I checked if we can convert a character factor to numeric before recoding its levels, but my trials failed. I also tried to use the ds.Boole to create dummy variables but it is also not recognising character levels in the “V2” argument…

I removed spaces from the factor levels to avoid that problem and I get an error (once again!)

ds.recodeValues(“phenotypes$Diabetes.diagnosed.by.doctor”,

  •             c("Do.not.know", "No", "Prefer.not.to.answer", "Yes", "NA"),
    
  •             c(NA, 0, NA, 1, NA), newobj = "diab")
    
    Assigned expr. (diab ← recodeValuesDS(“phenotypes$Diabetes.diagnosed.by.doctor”, "Do.not.know,… Error: There are some DataSHIELD errors, list them with datashield.errors()

datashield.errors() $cohort1 [1] “Command ‘recodeValuesDS(“phenotypes$Diabetes.diagnosed.by.doctor”, “Do.not.know,No,Prefer.not.to.answer,Yes,NA”, \n “NA,0,NA,1,NA”, NULL)’ failed on ‘cohort1’: Error while evaluating ‘is.null(base::assign(‘diab’, value={dsBase::recodeValuesDS(“phenotypes$Diabetes.diagnosed.by.doctor”, “Do.not.know,No,Prefer.not.to.answer,Yes,NA”, “NA,0,NA,1,NA”, NULL)}))’ → Error : Error: var.name.text argument too long (see nfilter.stringShort)\n”

also

ds.recodeValues(“phenotypes$Diabetes.diagnosed.by.doctor”,

  •             c("No", "Yes"),
    
  •             c(0, 1), missing = c("Do.not.know", "Prefer.not.to.answer"),
    
  •             newobj = "diab")
    
    Assigned expr. (diab ← recodeValuesDS(“phenotypes$Diabetes.diagnosed.by.doctor”, “No,Yes”, ) [… Error: There are some DataSHIELD errors, list them with datashield.errors()

datashield.errors() $cohort1 [1] “Command ‘recodeValuesDS(“phenotypes$Diabetes.diagnosed.by.doctor”, “No,Yes”, \n “0,1”, c(“Do.not.know”, “Prefer.not.to.answer”))’ failed on ‘cohort1’: Error while evaluating ‘is.null(base::assign(‘diab’, value={dsBase::recodeValuesDS(“phenotypes$Diabetes.diagnosed.by.doctor”, “No,Yes”, “0,1”, base::c(“Do.not.know”, “Prefer.not.to.answer”))}))’ → Error : Error: var.name.text argument too long (see nfilter.stringShort)\n”

How can I address this issue ---- this is a trivial problem that can be required in many situations, mainly when using data as “resources”

I guess using the nfilter.string here dsBase/recodeValuesDS.R at master · datashield/dsBase · GitHub rather than the nfilter.stringShort would solve the issue. Is there any particular reason why the short filter is used on this function?

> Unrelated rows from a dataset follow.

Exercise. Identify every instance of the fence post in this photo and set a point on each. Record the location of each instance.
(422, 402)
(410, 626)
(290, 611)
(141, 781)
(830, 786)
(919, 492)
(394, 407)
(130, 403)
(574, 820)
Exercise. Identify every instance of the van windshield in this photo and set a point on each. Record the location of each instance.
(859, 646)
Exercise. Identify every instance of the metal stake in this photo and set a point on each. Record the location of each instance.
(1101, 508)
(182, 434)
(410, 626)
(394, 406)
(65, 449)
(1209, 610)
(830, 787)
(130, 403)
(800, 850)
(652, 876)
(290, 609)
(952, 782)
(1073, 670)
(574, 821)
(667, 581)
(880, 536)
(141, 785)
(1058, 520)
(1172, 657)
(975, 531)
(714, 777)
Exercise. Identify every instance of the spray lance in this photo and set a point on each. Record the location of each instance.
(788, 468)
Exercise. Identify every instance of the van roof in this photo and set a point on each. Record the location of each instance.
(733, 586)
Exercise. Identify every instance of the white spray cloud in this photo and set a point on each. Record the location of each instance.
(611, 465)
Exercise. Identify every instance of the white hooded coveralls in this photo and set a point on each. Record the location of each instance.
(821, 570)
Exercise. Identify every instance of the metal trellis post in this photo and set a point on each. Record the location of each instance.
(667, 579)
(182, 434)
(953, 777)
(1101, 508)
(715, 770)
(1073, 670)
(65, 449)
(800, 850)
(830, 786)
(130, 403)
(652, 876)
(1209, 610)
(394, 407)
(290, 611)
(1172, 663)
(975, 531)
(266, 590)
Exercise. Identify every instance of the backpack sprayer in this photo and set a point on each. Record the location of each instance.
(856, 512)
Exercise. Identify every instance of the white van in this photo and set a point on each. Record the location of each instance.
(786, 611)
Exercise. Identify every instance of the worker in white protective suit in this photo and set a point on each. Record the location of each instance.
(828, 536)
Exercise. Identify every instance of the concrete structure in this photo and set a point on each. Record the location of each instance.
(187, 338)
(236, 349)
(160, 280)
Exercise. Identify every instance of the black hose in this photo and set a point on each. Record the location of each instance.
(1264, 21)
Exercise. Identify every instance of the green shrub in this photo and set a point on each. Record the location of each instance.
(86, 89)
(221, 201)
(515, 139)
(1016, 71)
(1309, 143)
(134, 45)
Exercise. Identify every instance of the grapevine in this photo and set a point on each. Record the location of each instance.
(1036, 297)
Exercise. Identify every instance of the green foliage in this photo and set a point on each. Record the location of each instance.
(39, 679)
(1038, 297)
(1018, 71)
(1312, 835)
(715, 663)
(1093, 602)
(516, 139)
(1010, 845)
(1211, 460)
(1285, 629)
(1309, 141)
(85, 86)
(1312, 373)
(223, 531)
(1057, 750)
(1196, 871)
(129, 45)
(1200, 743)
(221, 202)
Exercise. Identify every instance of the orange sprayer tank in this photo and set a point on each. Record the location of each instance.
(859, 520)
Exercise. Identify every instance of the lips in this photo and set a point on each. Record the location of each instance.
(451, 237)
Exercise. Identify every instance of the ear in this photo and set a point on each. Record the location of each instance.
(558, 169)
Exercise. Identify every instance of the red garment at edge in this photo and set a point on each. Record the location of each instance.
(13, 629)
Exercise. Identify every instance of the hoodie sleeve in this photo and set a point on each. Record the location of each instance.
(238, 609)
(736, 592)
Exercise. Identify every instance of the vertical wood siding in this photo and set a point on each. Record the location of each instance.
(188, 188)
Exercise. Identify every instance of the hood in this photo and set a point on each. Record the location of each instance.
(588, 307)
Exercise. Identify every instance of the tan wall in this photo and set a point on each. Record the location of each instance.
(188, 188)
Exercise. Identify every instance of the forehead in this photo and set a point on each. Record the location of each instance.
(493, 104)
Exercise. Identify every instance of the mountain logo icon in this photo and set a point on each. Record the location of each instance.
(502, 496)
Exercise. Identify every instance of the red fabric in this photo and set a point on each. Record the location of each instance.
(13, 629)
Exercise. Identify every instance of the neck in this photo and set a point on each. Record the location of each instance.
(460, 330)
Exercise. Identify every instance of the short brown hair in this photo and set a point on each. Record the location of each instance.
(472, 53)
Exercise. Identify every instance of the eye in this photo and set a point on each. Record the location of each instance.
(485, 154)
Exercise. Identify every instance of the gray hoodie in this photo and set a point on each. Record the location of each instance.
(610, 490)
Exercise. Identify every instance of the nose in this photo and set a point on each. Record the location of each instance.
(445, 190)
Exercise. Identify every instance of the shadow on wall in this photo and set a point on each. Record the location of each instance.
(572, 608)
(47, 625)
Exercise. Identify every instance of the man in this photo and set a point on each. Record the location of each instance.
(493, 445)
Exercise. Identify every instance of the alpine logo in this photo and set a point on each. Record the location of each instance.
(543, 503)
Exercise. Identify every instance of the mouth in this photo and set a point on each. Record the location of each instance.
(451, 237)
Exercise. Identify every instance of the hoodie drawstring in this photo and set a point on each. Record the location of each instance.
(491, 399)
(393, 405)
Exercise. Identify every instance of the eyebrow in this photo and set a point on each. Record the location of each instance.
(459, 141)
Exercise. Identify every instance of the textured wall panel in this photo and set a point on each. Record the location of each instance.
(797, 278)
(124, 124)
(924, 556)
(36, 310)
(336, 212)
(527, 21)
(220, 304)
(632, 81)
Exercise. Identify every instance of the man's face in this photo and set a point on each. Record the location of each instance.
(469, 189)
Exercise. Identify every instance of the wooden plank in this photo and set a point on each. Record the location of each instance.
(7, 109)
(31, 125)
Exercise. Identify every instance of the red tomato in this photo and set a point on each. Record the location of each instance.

Yes as Xavier said the function uses the nfilter.stringShort which is by default set to 20 characters. It uses that filter in three checks: In the variable’s name, in the values2replace vector and in the new.values vector. So if you first rename the variable to a shorter name like this:

ds.make(“phenotypes$Diabetes.diagnosed.by.doctor”, newobj=“diab”)

then you can use the recodeValues function in two parts to avoid having a vector of values2replace with more than 20 characters including the dots.

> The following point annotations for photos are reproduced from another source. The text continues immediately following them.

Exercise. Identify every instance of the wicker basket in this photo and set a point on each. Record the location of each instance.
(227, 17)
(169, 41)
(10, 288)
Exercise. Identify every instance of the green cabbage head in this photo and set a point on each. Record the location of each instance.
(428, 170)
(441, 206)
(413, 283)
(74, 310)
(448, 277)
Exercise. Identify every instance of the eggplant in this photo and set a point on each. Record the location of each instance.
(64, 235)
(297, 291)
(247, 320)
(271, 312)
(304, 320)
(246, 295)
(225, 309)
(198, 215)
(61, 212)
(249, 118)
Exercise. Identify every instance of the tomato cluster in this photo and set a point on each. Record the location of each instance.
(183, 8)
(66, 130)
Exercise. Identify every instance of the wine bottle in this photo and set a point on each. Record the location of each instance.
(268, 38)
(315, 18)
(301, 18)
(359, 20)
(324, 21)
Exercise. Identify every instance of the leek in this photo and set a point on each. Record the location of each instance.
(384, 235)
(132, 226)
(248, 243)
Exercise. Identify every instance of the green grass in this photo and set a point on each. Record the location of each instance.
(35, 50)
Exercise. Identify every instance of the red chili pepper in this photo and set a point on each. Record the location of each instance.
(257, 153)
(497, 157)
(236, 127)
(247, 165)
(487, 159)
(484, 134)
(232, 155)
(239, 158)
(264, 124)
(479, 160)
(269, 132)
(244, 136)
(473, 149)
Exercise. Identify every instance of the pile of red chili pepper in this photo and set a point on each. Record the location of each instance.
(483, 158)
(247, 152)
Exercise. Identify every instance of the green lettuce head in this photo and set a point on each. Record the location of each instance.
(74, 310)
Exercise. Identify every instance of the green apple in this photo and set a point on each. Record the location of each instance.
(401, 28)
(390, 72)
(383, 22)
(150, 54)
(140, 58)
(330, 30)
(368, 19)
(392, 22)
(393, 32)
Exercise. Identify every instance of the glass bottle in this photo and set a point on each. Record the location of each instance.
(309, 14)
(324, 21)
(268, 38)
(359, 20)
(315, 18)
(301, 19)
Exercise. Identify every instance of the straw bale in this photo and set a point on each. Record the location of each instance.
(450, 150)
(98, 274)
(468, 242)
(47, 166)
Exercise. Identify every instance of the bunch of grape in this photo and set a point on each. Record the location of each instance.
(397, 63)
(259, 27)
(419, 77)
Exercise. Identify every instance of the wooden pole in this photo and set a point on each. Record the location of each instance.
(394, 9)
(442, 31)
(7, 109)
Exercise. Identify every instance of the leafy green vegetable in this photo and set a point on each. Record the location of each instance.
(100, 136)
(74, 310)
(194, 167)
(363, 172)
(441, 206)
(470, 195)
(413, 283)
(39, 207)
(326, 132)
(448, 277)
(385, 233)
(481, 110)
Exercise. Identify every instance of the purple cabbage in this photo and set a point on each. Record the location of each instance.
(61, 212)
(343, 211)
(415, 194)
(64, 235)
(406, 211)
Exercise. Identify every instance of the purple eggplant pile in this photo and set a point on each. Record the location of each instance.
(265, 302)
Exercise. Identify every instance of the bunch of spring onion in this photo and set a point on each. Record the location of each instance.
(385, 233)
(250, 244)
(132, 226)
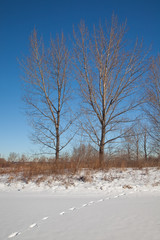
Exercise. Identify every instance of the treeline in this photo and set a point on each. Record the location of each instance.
(98, 87)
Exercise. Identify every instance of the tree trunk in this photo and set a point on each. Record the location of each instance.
(101, 147)
(57, 143)
(145, 145)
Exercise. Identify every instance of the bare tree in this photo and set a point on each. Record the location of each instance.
(46, 92)
(153, 102)
(109, 73)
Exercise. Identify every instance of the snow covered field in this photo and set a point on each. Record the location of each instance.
(114, 205)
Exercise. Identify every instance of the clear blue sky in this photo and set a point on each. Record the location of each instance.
(17, 20)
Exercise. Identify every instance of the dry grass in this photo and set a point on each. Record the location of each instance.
(29, 170)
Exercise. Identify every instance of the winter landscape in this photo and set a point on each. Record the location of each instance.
(79, 120)
(117, 204)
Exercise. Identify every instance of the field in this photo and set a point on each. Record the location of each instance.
(115, 204)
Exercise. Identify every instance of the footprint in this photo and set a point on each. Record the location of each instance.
(84, 205)
(72, 209)
(14, 234)
(62, 213)
(101, 200)
(115, 196)
(121, 194)
(33, 225)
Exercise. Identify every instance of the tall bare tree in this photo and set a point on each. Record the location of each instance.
(153, 101)
(46, 91)
(109, 72)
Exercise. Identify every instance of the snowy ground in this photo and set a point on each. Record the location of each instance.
(114, 205)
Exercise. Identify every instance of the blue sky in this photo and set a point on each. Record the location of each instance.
(17, 20)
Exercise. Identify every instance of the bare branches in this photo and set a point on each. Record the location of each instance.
(109, 73)
(153, 101)
(46, 89)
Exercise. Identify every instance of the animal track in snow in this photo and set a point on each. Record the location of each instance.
(62, 213)
(72, 209)
(84, 205)
(14, 234)
(101, 200)
(33, 225)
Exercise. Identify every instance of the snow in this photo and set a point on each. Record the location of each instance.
(117, 205)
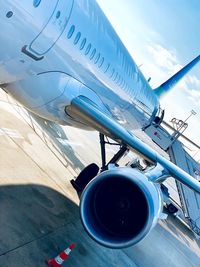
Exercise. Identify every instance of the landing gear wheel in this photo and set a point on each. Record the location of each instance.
(85, 176)
(171, 208)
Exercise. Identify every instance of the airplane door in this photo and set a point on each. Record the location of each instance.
(58, 12)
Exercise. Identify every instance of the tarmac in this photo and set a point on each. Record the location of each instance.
(39, 214)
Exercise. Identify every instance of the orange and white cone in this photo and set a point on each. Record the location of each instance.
(63, 256)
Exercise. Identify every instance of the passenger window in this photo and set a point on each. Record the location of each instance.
(83, 44)
(101, 62)
(88, 49)
(107, 68)
(113, 71)
(71, 31)
(78, 36)
(97, 58)
(93, 53)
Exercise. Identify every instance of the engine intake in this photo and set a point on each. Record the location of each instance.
(119, 207)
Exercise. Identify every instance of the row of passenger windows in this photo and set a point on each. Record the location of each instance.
(93, 55)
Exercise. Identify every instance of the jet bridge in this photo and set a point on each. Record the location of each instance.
(180, 194)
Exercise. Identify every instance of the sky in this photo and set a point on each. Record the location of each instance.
(163, 36)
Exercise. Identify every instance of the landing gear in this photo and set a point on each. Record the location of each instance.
(123, 149)
(91, 171)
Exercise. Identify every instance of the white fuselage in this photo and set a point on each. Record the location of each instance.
(59, 49)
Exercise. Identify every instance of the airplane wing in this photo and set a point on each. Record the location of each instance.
(83, 108)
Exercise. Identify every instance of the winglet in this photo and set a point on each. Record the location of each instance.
(171, 82)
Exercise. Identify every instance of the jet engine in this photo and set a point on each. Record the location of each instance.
(119, 207)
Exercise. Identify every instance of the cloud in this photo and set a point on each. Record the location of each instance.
(194, 95)
(164, 58)
(166, 63)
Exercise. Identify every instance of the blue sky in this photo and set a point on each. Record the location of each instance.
(163, 36)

ds.recodeValues(“diab”, values2replace.vector = c(“No”, “Yes”, “Do.not.know”), new.values.vector = c(0, 1, NA), newobj = “diab”) # note if newobj has the same name as the input variable it will overwritte the existing one

ds.recodeValues(“diab”, values2replace.vector = c(“Prefer.not.to.answer”), new.values.vector = c(NA), newobj = “diab”)

However, I am trying to modify the ds.asNumeric function to be able to convert character variables or factors with character levels to numerics and then you can do the recoding without any problems. In that case you can also have spaces in the character strings as the ds.asNumeric will not require to send any of those strings from the client to the server. I will send a pull request with this change by the end of this week.

Also, I am thinking to completely remove the nfilter.stringShort checks from the ds.recodeValues function because there are none disclosure issues with vectors of longer characters and anyway you can overtake the checks by the example I gave you above.